Hay visibles puntos de contacto entre la reflexión de Holloway y las
teorizaciones del líder zapatista, y no es el menor de ellos que
ambos proponen una pretenciosa «refundación crítica» que hace prácticamente
tabla rasa con la tradición del marxismo y el socialismo
revolucionario.
No se trata,
por supuesto, de negarnos a ver los déficits y las carencias de esa
tradición. Ésta, por sí sola, no puede eximirnos de un abordaje de
los nuevos problemas; sólo un «marxismo» totalmente antimarxista en
su espíritu dogmático (ejemplares del cual, por desgracia, abundan
entre las sectas políticas) puede pretender seguir interpretando toda
la realidad a partir de tales o cuales textos canónicos. Pero igual
de equivocado y antidialéctico es dar alegremente la espalda a un
profuso corpus teórico, político y metodológico que puede ser
criticado, enriquecido y actualizado, pero no negado sin más.
El resultado de
esta operación intelectual, irónicamente, no es un salto hacia
delante sino una regresión romántica –implícita y a
veces también explícita– al socialismo premarxista. Corriente cuyos méritos
y límites Labriola resume con su penetración habitual: «todo
este socialismo, por utópico, fantástico e ideológico que fuese,
era una crítica... a menudo genial de la Economía; una crítica unilateral,
en suma, a la que solamente faltaba el complemento científico de una concepción
histórica general. (...) Todas estas formas de crítica parcial,
unilateral e incompleta fueron a parar efectivamente al socialismo
científico. Éste no es ya la crítica subjetiva aplicada a
las cosas, sino el descubrimiento de la autocrítica que está
en las mismas cosas. La crítica verdadera de la sociedad es
la misma sociedad que, por las condiciones antitéticas de los
contrastes en que se basa, engendra por sí y en sí misma la
contradicción, y ésta vence después por traspaso en una nueva
forma» (MH, 7).
Este pasaje es altamente instructivo en cuanto pone
de manifiesto una vez más que la crítica del orden existente sólo
puede ser dialéctica si parte de las propias premisas de lo
que ha de superar. Esto es, si se trata de una crítica interna,
inmanente. El socialismo marxista no es una «crítica subjetiva»
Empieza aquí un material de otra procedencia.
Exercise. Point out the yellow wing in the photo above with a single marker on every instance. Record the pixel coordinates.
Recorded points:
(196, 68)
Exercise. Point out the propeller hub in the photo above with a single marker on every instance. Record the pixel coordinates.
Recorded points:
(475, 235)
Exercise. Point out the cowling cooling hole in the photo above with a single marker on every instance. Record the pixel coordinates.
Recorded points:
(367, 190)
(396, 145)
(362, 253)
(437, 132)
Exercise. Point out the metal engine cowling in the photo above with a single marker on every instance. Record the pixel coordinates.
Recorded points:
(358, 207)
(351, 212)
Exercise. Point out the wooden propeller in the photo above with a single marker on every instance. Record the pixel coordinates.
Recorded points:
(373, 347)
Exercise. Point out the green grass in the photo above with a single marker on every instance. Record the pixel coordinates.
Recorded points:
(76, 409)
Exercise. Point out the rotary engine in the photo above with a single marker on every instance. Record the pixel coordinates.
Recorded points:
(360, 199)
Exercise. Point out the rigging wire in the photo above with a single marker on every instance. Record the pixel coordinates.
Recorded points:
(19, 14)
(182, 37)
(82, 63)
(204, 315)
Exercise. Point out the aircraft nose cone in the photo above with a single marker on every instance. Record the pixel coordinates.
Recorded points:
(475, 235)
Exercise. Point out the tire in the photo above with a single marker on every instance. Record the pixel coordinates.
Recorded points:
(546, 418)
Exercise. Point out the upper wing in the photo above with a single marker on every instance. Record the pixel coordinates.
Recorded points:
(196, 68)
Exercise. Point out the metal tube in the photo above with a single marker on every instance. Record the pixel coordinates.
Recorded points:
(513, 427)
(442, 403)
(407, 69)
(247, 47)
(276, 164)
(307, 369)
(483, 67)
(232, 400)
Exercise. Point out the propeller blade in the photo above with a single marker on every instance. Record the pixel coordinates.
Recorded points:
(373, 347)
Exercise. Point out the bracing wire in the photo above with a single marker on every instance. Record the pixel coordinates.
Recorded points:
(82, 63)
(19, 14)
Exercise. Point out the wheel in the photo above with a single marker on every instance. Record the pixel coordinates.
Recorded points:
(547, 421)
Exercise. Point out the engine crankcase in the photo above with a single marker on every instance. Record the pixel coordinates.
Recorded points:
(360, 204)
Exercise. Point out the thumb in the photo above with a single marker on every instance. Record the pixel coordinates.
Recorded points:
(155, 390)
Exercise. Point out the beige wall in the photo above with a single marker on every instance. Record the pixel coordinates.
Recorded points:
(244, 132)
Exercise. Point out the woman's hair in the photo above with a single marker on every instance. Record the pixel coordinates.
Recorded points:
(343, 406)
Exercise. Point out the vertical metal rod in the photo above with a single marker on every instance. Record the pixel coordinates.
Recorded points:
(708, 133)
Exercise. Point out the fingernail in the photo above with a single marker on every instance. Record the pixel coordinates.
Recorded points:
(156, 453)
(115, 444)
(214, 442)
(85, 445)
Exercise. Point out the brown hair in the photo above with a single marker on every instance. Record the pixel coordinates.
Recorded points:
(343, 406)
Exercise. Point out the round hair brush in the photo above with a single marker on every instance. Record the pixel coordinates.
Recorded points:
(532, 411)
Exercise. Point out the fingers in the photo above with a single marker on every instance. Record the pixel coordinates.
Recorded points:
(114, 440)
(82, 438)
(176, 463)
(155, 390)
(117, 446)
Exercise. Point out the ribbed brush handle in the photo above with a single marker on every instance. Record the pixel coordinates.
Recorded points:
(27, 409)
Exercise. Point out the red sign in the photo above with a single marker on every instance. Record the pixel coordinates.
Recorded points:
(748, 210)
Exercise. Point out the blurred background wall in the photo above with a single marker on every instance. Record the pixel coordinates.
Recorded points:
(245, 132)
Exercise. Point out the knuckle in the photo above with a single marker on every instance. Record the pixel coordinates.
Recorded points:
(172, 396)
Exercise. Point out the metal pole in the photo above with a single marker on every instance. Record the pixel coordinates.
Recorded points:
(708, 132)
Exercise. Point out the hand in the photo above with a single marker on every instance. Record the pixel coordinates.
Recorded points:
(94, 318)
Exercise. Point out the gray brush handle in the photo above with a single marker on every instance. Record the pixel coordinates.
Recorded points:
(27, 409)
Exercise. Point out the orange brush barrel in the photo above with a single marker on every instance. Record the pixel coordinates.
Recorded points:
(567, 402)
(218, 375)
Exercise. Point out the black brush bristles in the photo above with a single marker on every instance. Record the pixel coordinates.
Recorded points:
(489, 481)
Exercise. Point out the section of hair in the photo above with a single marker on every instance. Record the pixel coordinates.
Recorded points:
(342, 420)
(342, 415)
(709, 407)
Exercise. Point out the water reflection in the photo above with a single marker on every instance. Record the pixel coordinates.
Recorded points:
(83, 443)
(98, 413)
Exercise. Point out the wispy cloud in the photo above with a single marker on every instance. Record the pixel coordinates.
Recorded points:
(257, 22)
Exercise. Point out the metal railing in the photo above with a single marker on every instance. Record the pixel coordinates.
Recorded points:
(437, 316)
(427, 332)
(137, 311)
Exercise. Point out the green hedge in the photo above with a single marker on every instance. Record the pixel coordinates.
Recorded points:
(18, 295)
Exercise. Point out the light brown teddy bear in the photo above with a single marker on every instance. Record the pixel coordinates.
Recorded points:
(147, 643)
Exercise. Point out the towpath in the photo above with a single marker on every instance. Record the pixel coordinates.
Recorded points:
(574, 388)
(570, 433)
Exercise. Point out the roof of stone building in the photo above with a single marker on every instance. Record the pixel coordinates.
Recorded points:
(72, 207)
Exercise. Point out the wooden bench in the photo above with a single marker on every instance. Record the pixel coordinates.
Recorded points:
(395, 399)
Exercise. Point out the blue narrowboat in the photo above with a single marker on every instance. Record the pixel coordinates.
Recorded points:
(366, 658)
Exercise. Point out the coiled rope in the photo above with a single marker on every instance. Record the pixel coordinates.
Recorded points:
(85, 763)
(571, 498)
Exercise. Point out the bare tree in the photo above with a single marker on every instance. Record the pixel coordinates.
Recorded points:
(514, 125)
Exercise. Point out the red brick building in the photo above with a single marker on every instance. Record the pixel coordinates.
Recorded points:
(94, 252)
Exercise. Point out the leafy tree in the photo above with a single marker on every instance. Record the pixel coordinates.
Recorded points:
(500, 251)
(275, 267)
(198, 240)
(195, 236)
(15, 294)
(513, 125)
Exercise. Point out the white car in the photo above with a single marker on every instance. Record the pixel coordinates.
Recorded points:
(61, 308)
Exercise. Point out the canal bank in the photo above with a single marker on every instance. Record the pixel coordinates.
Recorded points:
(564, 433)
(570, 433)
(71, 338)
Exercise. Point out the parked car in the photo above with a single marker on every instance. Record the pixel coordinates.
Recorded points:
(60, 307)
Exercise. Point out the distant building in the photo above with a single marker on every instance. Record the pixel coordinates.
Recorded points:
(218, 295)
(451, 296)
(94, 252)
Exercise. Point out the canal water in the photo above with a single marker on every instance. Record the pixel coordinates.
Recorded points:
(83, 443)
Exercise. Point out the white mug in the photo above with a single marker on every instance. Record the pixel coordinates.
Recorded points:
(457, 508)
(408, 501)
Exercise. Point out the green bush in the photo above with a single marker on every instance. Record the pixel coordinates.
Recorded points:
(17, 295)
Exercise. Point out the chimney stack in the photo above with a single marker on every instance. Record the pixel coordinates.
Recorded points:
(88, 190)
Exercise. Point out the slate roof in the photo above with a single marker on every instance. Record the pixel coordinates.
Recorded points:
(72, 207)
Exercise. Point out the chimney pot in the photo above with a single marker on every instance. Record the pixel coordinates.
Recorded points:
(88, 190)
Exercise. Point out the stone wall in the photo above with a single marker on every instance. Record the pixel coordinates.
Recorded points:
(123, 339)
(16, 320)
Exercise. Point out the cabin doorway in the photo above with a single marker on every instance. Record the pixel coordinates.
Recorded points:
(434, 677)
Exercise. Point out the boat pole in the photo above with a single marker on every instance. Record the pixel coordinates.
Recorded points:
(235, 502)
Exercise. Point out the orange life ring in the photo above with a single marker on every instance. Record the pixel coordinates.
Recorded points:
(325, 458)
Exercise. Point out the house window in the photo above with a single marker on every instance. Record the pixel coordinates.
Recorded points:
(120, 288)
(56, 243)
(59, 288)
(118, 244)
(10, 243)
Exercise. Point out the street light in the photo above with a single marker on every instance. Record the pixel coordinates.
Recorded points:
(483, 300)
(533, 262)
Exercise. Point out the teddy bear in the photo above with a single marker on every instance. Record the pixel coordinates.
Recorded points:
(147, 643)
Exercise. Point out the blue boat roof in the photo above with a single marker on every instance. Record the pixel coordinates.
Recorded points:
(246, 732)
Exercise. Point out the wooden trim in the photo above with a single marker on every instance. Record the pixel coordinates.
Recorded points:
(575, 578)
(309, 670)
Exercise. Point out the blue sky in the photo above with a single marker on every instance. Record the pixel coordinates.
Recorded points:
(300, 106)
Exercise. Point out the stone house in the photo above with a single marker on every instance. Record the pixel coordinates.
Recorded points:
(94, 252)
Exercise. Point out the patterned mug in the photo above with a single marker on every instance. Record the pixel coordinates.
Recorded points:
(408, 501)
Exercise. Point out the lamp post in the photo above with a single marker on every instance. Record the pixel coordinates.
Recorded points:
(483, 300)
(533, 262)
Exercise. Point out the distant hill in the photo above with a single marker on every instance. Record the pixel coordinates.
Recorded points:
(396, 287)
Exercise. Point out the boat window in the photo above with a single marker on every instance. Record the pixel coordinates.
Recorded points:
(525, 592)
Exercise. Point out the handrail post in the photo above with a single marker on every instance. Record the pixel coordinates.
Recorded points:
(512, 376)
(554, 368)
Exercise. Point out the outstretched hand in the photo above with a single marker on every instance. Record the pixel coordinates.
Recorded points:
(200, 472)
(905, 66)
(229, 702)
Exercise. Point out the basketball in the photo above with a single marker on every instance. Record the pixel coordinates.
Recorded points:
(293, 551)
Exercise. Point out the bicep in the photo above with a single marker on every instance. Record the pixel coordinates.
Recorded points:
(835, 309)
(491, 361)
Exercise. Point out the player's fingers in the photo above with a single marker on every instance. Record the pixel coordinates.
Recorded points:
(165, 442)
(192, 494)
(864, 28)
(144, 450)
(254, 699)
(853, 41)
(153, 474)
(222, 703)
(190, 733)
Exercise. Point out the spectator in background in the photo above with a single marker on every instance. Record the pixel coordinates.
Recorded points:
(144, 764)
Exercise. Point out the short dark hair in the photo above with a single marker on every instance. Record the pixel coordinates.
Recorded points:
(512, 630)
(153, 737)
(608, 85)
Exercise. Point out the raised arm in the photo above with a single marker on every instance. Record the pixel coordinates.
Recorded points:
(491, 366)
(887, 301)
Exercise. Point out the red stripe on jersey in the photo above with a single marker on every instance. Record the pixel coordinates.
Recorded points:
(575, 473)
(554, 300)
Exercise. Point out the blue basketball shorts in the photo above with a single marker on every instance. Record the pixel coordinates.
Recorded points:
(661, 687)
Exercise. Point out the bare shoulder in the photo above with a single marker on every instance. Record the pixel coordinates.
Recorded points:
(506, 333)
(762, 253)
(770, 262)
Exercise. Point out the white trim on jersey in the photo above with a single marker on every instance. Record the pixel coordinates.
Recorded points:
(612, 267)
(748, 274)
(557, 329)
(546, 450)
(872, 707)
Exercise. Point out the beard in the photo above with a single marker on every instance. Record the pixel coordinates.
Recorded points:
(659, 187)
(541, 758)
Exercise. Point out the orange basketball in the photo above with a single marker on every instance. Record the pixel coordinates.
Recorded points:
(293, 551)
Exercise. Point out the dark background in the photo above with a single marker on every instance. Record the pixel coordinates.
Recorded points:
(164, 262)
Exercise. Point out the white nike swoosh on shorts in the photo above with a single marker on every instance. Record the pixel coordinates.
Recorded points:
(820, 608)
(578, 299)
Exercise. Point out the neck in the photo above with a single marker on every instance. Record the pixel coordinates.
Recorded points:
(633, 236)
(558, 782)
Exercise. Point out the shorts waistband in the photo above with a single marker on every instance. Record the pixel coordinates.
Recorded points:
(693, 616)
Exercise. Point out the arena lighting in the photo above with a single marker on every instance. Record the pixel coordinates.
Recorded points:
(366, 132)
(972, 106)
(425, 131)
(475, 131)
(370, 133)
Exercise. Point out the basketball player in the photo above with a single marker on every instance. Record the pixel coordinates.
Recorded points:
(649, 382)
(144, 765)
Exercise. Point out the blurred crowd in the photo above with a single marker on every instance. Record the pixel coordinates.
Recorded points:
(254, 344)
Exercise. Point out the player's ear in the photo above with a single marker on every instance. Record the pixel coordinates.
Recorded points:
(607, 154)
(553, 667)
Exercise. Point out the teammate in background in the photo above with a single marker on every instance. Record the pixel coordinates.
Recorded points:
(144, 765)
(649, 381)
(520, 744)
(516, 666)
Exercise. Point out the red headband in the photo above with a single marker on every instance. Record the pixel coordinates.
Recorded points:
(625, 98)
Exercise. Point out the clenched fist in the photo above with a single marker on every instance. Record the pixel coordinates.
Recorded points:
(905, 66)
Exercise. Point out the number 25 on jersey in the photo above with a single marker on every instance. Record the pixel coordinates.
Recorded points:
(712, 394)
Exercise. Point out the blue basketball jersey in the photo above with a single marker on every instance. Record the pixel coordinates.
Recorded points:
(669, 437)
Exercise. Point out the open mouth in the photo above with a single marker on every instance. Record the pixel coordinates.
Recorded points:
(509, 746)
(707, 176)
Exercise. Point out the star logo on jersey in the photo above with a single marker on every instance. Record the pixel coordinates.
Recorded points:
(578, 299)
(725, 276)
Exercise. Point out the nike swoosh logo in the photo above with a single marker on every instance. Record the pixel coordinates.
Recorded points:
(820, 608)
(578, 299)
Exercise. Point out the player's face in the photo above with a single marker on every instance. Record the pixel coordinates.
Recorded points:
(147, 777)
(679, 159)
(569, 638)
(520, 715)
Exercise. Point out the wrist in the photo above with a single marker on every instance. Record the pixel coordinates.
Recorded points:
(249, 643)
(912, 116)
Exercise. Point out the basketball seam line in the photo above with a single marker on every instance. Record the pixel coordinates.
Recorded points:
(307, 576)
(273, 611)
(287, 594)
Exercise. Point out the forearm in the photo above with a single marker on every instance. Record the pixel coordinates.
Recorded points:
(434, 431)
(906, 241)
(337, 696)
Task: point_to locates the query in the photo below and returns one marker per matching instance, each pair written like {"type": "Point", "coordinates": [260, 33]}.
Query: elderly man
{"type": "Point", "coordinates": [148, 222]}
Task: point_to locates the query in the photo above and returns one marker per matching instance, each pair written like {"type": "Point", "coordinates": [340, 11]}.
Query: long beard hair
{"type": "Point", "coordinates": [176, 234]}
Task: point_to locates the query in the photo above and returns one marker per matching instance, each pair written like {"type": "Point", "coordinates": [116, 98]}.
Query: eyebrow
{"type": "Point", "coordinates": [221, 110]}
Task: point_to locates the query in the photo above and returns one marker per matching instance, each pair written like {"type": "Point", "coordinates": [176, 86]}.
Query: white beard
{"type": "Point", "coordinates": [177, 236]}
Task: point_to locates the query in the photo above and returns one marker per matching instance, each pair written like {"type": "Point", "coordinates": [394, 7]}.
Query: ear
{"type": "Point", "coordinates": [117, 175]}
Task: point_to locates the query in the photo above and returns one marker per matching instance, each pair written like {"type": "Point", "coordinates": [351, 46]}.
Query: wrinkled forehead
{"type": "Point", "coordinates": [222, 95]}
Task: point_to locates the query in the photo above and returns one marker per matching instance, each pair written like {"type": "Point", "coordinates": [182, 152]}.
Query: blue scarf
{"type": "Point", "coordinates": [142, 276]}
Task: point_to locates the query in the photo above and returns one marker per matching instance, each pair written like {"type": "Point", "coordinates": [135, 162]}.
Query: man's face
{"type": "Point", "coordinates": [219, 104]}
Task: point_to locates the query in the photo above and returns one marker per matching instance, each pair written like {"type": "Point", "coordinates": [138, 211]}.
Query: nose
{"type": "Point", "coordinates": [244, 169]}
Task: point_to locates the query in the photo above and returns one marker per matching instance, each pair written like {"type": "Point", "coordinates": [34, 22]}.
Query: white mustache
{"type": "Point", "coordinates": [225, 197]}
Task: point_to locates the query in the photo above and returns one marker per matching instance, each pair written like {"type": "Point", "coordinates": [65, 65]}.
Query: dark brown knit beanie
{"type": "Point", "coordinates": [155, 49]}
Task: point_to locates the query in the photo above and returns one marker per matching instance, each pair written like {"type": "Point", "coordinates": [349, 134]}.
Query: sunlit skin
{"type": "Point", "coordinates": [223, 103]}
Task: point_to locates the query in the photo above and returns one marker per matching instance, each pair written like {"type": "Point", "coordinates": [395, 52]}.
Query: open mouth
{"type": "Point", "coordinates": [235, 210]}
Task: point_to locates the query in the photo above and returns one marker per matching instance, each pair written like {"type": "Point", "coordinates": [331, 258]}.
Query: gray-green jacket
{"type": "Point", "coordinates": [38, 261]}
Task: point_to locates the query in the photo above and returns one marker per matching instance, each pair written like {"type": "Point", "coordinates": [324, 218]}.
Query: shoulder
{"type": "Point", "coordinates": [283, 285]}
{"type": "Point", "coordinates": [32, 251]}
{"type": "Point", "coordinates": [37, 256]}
y externa al capitalismo, sino que encuentra en el seno
mismo de éste la semilla antitética que permitirá su superación
(que, siguiendo a Hegel, también es conservación).
No se trata aquí, por supuesto –como hemos
insistido en todo este trabajo–, de ningún objetivismo o
automatismo de las relaciones sociales. Una diferencia radical entre
el marxismo y el «autonomismo» semiutópico, semiromántico, reside
en que la actividad consciente del sujeto (y ni siquiera concordamos
en quién es ese sujeto) no puede apostar a una construcción social
que parta casi de cero. Es decir, que ignore las inmensas conquistas
(que son a la vez, pero no únicamente, maquinarias monstruosas
de opresión) que conforman el sustrato de la sociedad capitalista: el
desarrollo de las fuerzas productivas materiales, el carácter global
de la economía y la cultura, el nivel de división del trabajo.
La «nueva sociedad» y el «cambio del mundo» no
pueden asentarse materialmente sobre comunas locales, huertas orgánicas,
talleres artesanales y arados de madera. Tales modalidades de
organización de la producción pueden sonar atractivas como reacción
a la insoportable opresión de las relaciones sociales capitalistas,
pero constituyen la definición perfecta de utopía reaccionaria.
Y lo son mucho más aún en la medida en que se pretenda construir ese
nuevo orden social por fuera o en los intersticios de la
sociedad y el Estado capitalistas.
De paso, digamos que las condiciones de
esta «convivencia» entre lógicas sociales tan distintas no
suelen ser mencionadas, o al menos problematizadas, por los defensores
de esta concepción. Algo similar sucede con el problema del Estado:
como es una maquinaria de opresión (correcto) se deduce que un
movimiento emancipador debe prescindir de toda forma de él (mil veces
incorrecto). La trágica experiencia del estalinismo no puede conducir
a borrar de un plumazo el problema de la transición de un orden
social a otro. Si la concepción del marxismo clásico –un «semi-Estado»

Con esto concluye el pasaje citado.